On page 43 of Tracks & Sign of Insects, I included a photo of “a mysterious and very common egg sac, almost certainly of a long-jawed orbweaver (Tetragnathidae).” Here is another example, showing the full length of the “clothesline” from which the egg sac is suspended, in this case between two striped maple leaves.
This is a timely post, because June is when I first start seeing these egg sacs. The photo above was taken on June 2 last year in Upper Jay, New York. I’ve found them in forests throughout the northeastern US, most often along streams or the edges of swamps (typical long-jawed orbweaver habitat).
The family level identification in the book is based on the spiderlings that emerged from an egg sac I collected. Unfortunately, Noah and I were on the road working on the book at that point, and there was no way to keep them alive and find out exactly what they were. Here’s a shot looking into a jar full of them (taken July 4, 2008):
On May 1, 2010, I was doing some spring cleaning and found this ichneumon wasp in a vial in which I had placed another one of these egg sacs.
Bob Carlson examined the wasp and identified it as Tromatobia ovivora.
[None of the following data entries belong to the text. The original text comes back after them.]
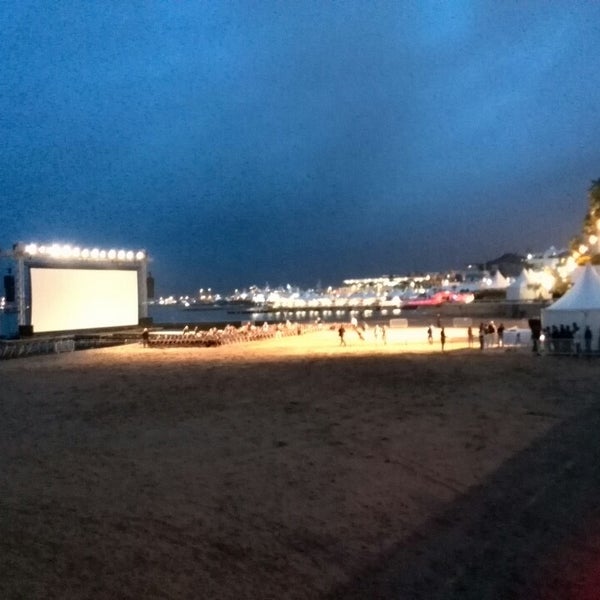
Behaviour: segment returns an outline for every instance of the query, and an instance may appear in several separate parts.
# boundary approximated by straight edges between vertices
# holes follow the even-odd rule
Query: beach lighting
[[[52,259],[52,260],[100,260],[100,261],[143,261],[146,259],[144,250],[116,250],[114,248],[105,250],[102,248],[82,248],[71,244],[15,244],[14,251],[17,256],[35,257],[37,260]]]
[[[595,246],[596,252],[600,252],[600,219],[596,221],[596,232],[598,235],[592,233],[589,240],[590,245]]]
[[[550,291],[556,284],[556,278],[548,271],[538,271],[531,274],[534,281],[539,283],[546,291]]]

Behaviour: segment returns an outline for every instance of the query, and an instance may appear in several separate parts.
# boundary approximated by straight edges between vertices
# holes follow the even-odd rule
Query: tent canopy
[[[546,290],[527,269],[523,269],[517,279],[506,288],[506,299],[511,301],[539,300],[546,297]]]
[[[546,310],[600,310],[600,275],[586,265],[573,287]]]
[[[600,275],[587,265],[573,287],[554,304],[542,310],[542,326],[589,325],[594,337],[600,331]]]
[[[492,277],[492,281],[489,285],[492,290],[503,290],[508,287],[508,281],[500,271],[496,271]]]

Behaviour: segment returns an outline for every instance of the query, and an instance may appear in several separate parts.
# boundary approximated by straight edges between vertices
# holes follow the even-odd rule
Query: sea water
[[[320,320],[324,323],[348,322],[352,316],[359,320],[381,320],[385,321],[397,317],[400,311],[397,309],[349,309],[340,308],[336,310],[280,310],[275,312],[261,312],[259,309],[252,311],[244,307],[230,305],[219,307],[207,307],[187,309],[180,305],[151,304],[148,306],[148,316],[154,323],[172,323],[177,325],[188,325],[192,323],[258,323],[265,321],[269,323],[281,323],[291,321],[293,323],[314,323]]]

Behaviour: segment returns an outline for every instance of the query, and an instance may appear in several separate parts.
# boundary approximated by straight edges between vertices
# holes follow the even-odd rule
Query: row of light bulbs
[[[76,258],[83,260],[144,260],[146,253],[143,250],[134,252],[133,250],[100,250],[99,248],[80,248],[70,244],[51,244],[48,246],[38,246],[37,244],[27,244],[24,248],[25,254],[30,256],[42,256],[50,258]]]

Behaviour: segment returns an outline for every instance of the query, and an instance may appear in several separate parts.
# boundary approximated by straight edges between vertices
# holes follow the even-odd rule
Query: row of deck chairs
[[[299,335],[312,330],[312,325],[297,325],[288,323],[285,325],[269,325],[257,327],[255,325],[244,325],[242,327],[226,326],[224,329],[212,328],[208,331],[184,329],[183,331],[155,331],[150,332],[148,345],[177,346],[177,347],[210,347],[225,344],[237,344],[240,342],[254,342],[258,340],[271,339]]]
Could the wasp’s identity be a clue to that of the spider? No such luck; Bob informed me that T. ovivora has been associated with 17 different spider hosts, none of which are tetragnathids. I collected several egg sacs that spring to try my luck again, but nothing hatched. So in the spring of 2011, determined to solve this mystery once and for all, I collected every one I found. Several of them produced spiderlings, the first emerging on July 7 from an egg sac collected in Colchester, Vermont. Here one can be seen through the exit hole made by its siblings:
The newly emerged spiderlings measured about 1.3 mm.
I dumped them into a jar in which I had scooped up springtails and other tiny bugs from the lawn, as suggested by John Maxwell, a fellow BugGuide editor who is far more experienced at raising spiders than I am. But they seemed most interested in cannibalism; one seized another as soon as I put them in the jar.
By the next day they were showing at least some interest in other food. Here’s one with a leaf-mining fly (Agromyzidae: Phytomyza):
By July 11, many more spiderlings had hatched; I counted nearly 50 from one egg sac. The largest one from the original egg sac now measured about 1.9 mm, and its legs had grown much longer.
By July 23, only a single spider from the first egg sac was still alive (2.0 mm):
It died a few days later, but I was able to raise one from another egg sac to a later instar. Here it is on August 1 (4 mm):
And here it is stretched out along a twig, as you might find it in nature.
An adult would be needed to identify it to species, but I’m pretty sure it belongs to the genus Tetragnatha. Anyone care to disagree? The thing is, as far as I can tell, Tetragnatha species are recorded as making fluffy egg sacs, not papery ones suspended from clotheslines. This kind has some fluffy material inside, though, which reminds me of another mystery. When I opened one of these egg sacs up, I found a foreign object inside.
This seems like a good match for the parasitic frit fly (Chloropidae) puparia shown in a jumping spider egg sac on page 46 of my book. So that’s not the mystery. The mystery is what are the eggs (~0.6 mm long) on the surface of this egg sac, photographed in Pelham, Massachusetts on June 20, 2011.
I found another the next day. These eggs appear completely smooth, other than being a bit dented. I’m not sure if that’s from me damaging them when I collected them, or simply a sign of their having hatched.
The thing is, none of the spider egg sac parasitoids discussed in my book would lay an egg on the surface of the egg sac. Frit flies lay eggs inside the sac while it is still being constructed. Ichneumons and other wasps insert their ovipositors to lay eggs. Mantidfly (Mantispidae) eggs are laid in clusters on random objects and the larvae have to find their own way to egg sacs, then bore into them. I have a hunch, though, based on something that emerged from an egg sac I collected on July 11, 2011, belonging to a cobweb spider (Theridiidae: Euryopis).
This 1.5-mm scuttle fly (Phoridae) was identified by Brian V. Brown as a female Phalacrotophora epeirae, a species known to develop in spider egg sacs. I’m not sure, but it may be the only scuttle fly known to do so. I haven’t gotten around to looking up its life history yet, but it seems like a good candidate for the layer of those eggs. I eventually tore open the egg sacs that had them, but found nothing identifiable inside.
I suppose this month’s mystery (or mysteries) might be solved to most people’s satisfaction, but I would love to have someone confirm that these are scuttle fly eggs, and would love it even more if this post inspires some of you to look for and collect these “clothesline” egg sacs and try to raise the spiders to adulthood. (Catching a female in the act of making one would be fine too!)